Saturday, September 06, 2008
Suffocating Rubber Clown Suit

-- David Lynch, The Air is on Fire (exhibit at the Cartier Foundation in Paris 2006)
THERAPY
I went to a psychiatrist once. I was doing something that had become a pattern in my life, and I thought, Well, I should go talk to a psychiatrist. When I got into the room, I asked him, "Do you think that this process could, in any way, damage my creativity?" And he said, "Well, David, I have to be honest: it could." And I shook his hand and left.
-- David Lynch, Catching the Big Fish - Meditation, Consciousness, and Creativity
I went into Chop Suey (a local shop that carries used & unique artsy-fartsy books), looking for Banksy. I left the store, minus the Banksy book (although am still contemplating if it is coffee table-worthy since I last saw it in a hip-hop shop in NY), and plus a David Lynch book.
I didn't necessarily know what the book was about, but after leafing through random pages, excerpts like the ones above made me laugh out loud in the store. It was imminent that I needed to buy the book.
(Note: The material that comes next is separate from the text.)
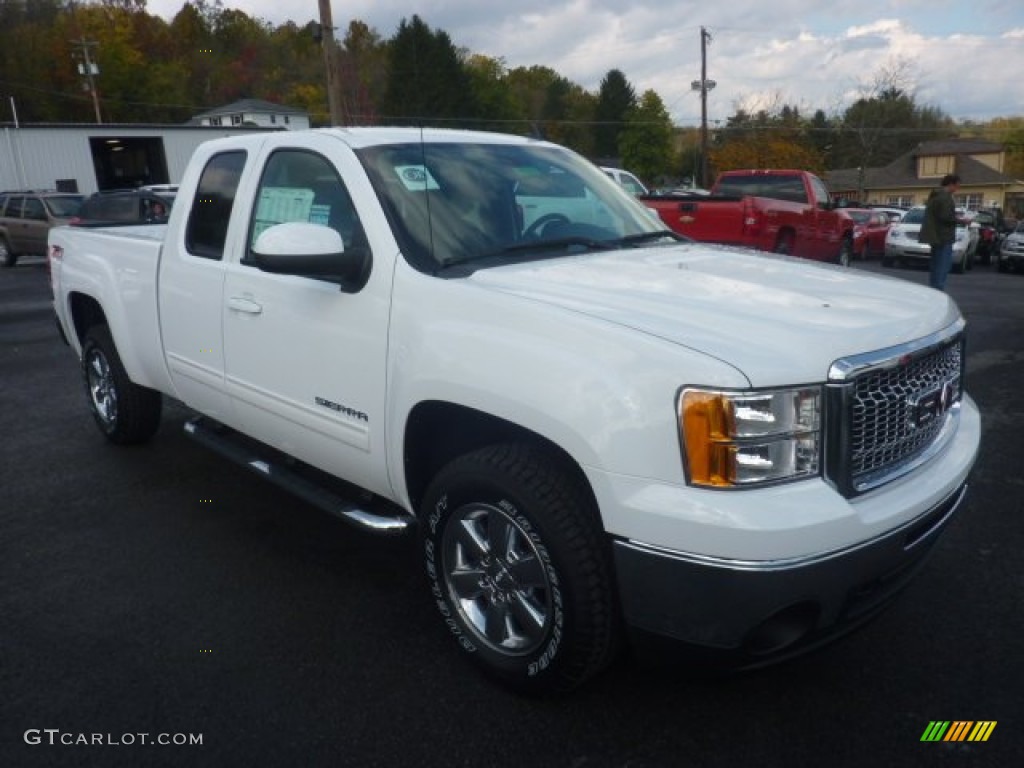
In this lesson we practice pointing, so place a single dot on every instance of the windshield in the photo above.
(64, 207)
(913, 216)
(462, 203)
The Air is on Fire was absolutely brilliant. A series of disturbing multimedia exhibits on canvas, headache-conjuring black + white films, and an unforgettable wall paper of dissected poultry and fish on the way to the bathroom. An enigmatic brilliance of dissonance and discomfort.
I devoured the book in two sittings. I leaf through it randomly for inspiration sometimes.